Bucket Drummer Masa sur scène au Pesta Camp, juillet 2016:
En effet, si d’autres musiciens DiY dans le monde ont réussi à perfectionner, voire professionnaliser, leur spectacle de percussions insolites (on pense à l’Italian Dario Rossi), de tuyaux techno acoustiques (le Pipe Guy australien) ou même de didgeridoo hip hop (le Japonais Smily), Masa semble avoir trouvé sa niche en mélangeant les genres et les instruments. « Je voulais relever le défi d’émuler la musique électronique, comme la techno et la transe, autant que possible avec de l’analogique », dit-il.
En février 2012, Masa commence à battre les seaux et jouer de son didgeridoo DiY dans les rues de Melbourne, où il est bien reçu par les passants australiens. Content d’avoir enfin trouvé son bonheur, il rentre au Japon pour entamer son voyage de rêve : une tournée épique à travers chacune des 47 préfectures du Japon, d’Okinawa à Hokkaido, en passant par son lieu natal de Kanagawa au sud de Tokyo.
Avec Bucket Drummer Masa (en japonais):
La plus forte impression de son one man roadshow lui est venue de la préfecture de Mie. Alors qu’il jouait devant un petit groupe de spectateurs, il remarque un jeune garçon qui, trop timide pour s’approcher, se cache derrière son père, les yeux rivés sur sa longue barbe. Le lendemain matin, Masa recevait un message de la mère du garçon, qui, une fois rentré à la maison, s’était mis une fausse barbe et avait commencé à taper sur des seaux et des bols de récup.

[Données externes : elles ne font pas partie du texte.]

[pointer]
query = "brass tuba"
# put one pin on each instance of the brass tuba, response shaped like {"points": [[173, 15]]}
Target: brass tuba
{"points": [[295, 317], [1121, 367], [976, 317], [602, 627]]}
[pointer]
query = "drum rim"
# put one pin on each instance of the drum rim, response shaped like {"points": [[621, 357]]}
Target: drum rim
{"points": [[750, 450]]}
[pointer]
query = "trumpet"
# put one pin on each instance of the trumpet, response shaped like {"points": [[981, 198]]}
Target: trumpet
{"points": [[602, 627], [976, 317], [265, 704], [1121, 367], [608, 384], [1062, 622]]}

Masa ne se considère pas vraiment comme un maker. Il lui est pourtant arrivé d’animer quelques ateliers, tout comme il est parfois invité à partager sa musique avec les enfants dans les écoles primaires et les jardins d’enfants. Mais ce qui compte le plus pour ce luthier DiY malgré lui, c’est la découverte du plaisir par la création du son. Comme il le raconte à la fin de sa conférence TEDx à l’université de Nagoya en 2015, l’essentiel est de toujours chercher son plaisir au-delà des normes sociales, de retrouver l’invisible et de découvrir l’inattendu. Pour Masa, en tout cas, la révélation a pris la forme des bucket drums et d’un didgeridoo DiY.